3. Finally, the taxpayers urge this court, if we find, as we do, that their preference items are subject to minimum tax under section 290.091, that their liability be computed based on their actual section 55 liability under the 1978 Code rather than on the rate set forth in section 56 of the 1976 Code. This method of computation would reduce the amount of their state minimum tax substantially. The taxpayers' calculations indicate that Thomas Willmus' assessment would be reduced from $6,361 to $76.80; Rose Willmus' from $6,531 to $1,088, and Mark Willmus' from $6,019 to $117.20. The taxpayers, however, suggest no construction of the statutory language supporting this result, nor do we discern one. Moreover, their proposed application of the statute would require us to interpret section 290.091 as automatically incorporating the federal amendments by interpolating section 55 by reference into the provision. This method of construction, held impermissible in Wallace, is equally untenable here. The commissioner properly based calculation of the taxpayer's 1979 minimum tax on preference items subject to section 55 treatment on the rate set forth under section 56 of the Internal Revenue Code as amended through December 31, 1976. We therefore affirm the decision of the Tax Court in all respects.
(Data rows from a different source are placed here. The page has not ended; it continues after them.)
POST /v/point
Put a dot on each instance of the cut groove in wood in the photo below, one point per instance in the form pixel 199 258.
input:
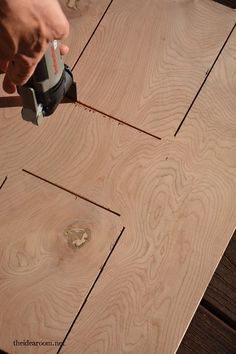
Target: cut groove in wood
pixel 118 120
pixel 3 182
pixel 94 31
pixel 84 17
pixel 205 79
pixel 43 279
pixel 147 60
pixel 69 191
pixel 92 287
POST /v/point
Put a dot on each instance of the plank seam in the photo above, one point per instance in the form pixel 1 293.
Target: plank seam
pixel 4 181
pixel 94 31
pixel 91 289
pixel 204 81
pixel 71 192
pixel 118 120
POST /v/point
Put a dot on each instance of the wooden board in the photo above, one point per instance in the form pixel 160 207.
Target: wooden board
pixel 146 62
pixel 207 334
pixel 220 296
pixel 52 247
pixel 84 16
pixel 176 198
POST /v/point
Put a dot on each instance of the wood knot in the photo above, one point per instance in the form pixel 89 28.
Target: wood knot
pixel 76 235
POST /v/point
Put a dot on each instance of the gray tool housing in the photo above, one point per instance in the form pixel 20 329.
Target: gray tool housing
pixel 50 83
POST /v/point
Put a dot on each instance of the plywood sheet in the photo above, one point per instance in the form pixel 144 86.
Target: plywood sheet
pixel 146 62
pixel 176 198
pixel 52 246
pixel 84 16
pixel 184 220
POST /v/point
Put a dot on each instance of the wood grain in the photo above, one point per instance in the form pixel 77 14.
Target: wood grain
pixel 176 198
pixel 83 16
pixel 207 334
pixel 220 295
pixel 147 60
pixel 52 247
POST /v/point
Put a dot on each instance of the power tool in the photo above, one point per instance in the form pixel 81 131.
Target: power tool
pixel 51 81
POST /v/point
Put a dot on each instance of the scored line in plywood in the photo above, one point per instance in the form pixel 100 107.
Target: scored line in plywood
pixel 147 60
pixel 3 182
pixel 69 191
pixel 180 216
pixel 117 120
pixel 52 248
pixel 84 17
pixel 204 81
pixel 92 287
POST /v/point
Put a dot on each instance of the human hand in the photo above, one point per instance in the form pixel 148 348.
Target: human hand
pixel 26 27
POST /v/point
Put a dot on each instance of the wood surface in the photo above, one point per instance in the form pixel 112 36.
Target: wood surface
pixel 84 16
pixel 147 60
pixel 230 3
pixel 207 334
pixel 176 198
pixel 220 296
pixel 52 247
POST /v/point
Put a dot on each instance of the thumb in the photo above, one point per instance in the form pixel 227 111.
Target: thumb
pixel 19 70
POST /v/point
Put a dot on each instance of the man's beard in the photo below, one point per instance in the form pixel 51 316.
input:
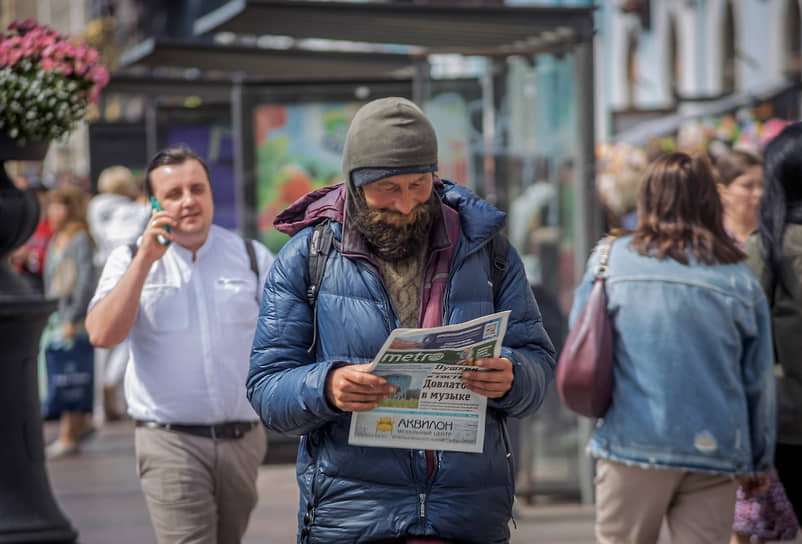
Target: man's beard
pixel 391 235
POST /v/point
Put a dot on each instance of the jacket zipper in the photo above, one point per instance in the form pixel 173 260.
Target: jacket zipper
pixel 505 439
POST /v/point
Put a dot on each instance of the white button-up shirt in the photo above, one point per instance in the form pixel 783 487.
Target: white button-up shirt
pixel 191 341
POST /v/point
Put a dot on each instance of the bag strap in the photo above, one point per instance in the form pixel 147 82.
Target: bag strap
pixel 604 256
pixel 498 251
pixel 319 248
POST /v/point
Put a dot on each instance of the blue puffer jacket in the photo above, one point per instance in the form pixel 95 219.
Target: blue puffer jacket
pixel 362 494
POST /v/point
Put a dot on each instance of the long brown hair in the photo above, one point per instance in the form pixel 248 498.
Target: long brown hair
pixel 680 212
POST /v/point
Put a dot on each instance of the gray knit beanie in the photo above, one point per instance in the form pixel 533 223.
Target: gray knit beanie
pixel 388 137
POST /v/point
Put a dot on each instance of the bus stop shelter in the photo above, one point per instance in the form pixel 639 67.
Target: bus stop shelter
pixel 250 55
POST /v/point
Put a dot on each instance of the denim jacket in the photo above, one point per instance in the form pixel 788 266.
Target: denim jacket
pixel 693 378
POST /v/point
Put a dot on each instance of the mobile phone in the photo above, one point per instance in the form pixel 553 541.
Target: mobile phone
pixel 154 204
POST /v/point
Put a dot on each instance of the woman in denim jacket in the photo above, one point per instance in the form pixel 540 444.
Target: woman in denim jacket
pixel 693 400
pixel 775 255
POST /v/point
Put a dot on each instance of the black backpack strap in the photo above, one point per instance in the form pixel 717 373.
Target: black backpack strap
pixel 254 265
pixel 319 249
pixel 499 249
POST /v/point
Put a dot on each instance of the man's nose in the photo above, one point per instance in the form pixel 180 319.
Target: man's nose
pixel 187 198
pixel 405 203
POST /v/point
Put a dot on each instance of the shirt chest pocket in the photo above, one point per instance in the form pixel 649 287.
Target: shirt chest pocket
pixel 236 302
pixel 165 307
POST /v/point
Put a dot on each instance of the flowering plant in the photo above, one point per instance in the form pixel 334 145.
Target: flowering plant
pixel 46 82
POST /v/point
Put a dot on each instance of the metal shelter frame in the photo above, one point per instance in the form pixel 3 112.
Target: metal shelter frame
pixel 407 34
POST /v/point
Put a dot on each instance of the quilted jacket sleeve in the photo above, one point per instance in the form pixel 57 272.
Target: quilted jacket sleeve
pixel 526 343
pixel 285 384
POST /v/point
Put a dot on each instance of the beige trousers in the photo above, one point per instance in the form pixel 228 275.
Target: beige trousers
pixel 632 503
pixel 199 490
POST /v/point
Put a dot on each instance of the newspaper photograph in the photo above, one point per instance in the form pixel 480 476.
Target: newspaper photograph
pixel 432 408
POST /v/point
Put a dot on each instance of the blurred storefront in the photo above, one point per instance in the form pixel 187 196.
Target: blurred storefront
pixel 265 90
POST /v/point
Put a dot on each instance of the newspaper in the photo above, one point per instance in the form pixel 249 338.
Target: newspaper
pixel 432 408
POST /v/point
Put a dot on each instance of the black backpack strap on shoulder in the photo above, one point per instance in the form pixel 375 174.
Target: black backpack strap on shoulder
pixel 319 249
pixel 254 265
pixel 499 249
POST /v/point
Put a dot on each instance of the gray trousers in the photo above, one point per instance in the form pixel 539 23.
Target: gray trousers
pixel 199 490
pixel 632 503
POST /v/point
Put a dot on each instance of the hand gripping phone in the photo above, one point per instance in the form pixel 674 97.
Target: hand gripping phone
pixel 154 204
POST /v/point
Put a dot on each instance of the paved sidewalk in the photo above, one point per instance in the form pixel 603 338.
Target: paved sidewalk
pixel 99 492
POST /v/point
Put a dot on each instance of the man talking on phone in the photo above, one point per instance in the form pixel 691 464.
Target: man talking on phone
pixel 187 298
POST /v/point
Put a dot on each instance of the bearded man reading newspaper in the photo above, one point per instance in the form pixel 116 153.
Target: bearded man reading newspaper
pixel 412 251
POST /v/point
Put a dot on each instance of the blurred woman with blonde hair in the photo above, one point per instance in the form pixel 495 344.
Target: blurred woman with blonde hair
pixel 69 277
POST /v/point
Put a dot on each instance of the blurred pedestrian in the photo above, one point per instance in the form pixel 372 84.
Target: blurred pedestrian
pixel 115 219
pixel 775 255
pixel 762 514
pixel 739 177
pixel 693 400
pixel 69 277
pixel 187 299
pixel 393 223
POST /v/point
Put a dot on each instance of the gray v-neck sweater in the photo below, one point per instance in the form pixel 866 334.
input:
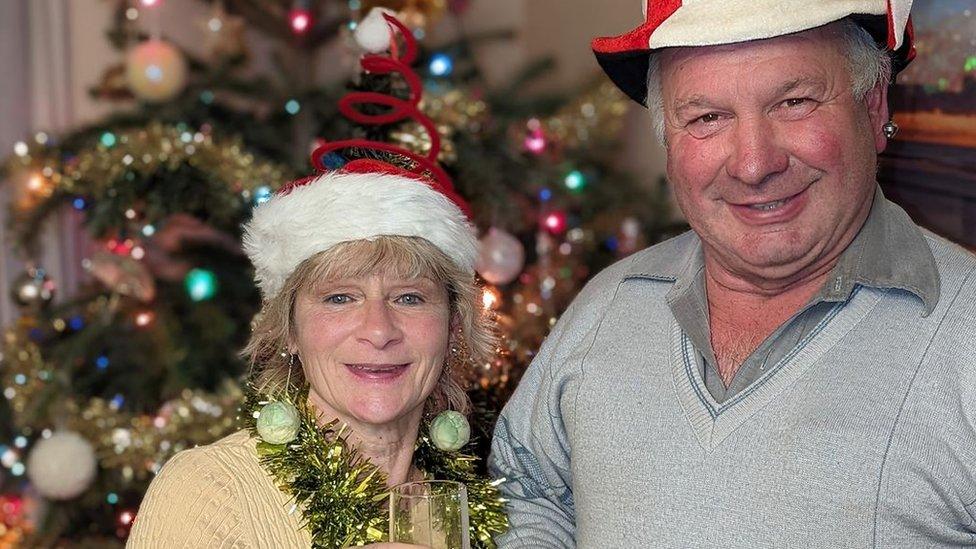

 The taxpayers also cite numerous provisions of the revenue statute, including Minn.Stat. §§ 290.01, subd. 20(a)(8); 290.01, subd. 20(b)(7); 290.10(9); 290.04, and 290.54 (1980), which, they claim, all use the term "liability" to mean "precisely and only the amount of tax actually owed by the taxpayer and not some hypothetical tax calculation." They contend that such uniform usage shows a legislative intent that the term "liability" be similarly construed for the purpose of interpreting section 290.091. We fail to grasp, though, how the term "liability" as employed in these provisions refers any more persuasively to an amount actually paid out than the term as used in section 290.091. In any event, to hold the legislature accountable to such a minute standard of consistency would be to engage in the "process of etymological dissection" this court has rejected as an inappropriate method of statutory construction. Village of Aurora v. Commissioner of Taxation, 217 Minn. 64, 14 N.W.2d 292 (1944).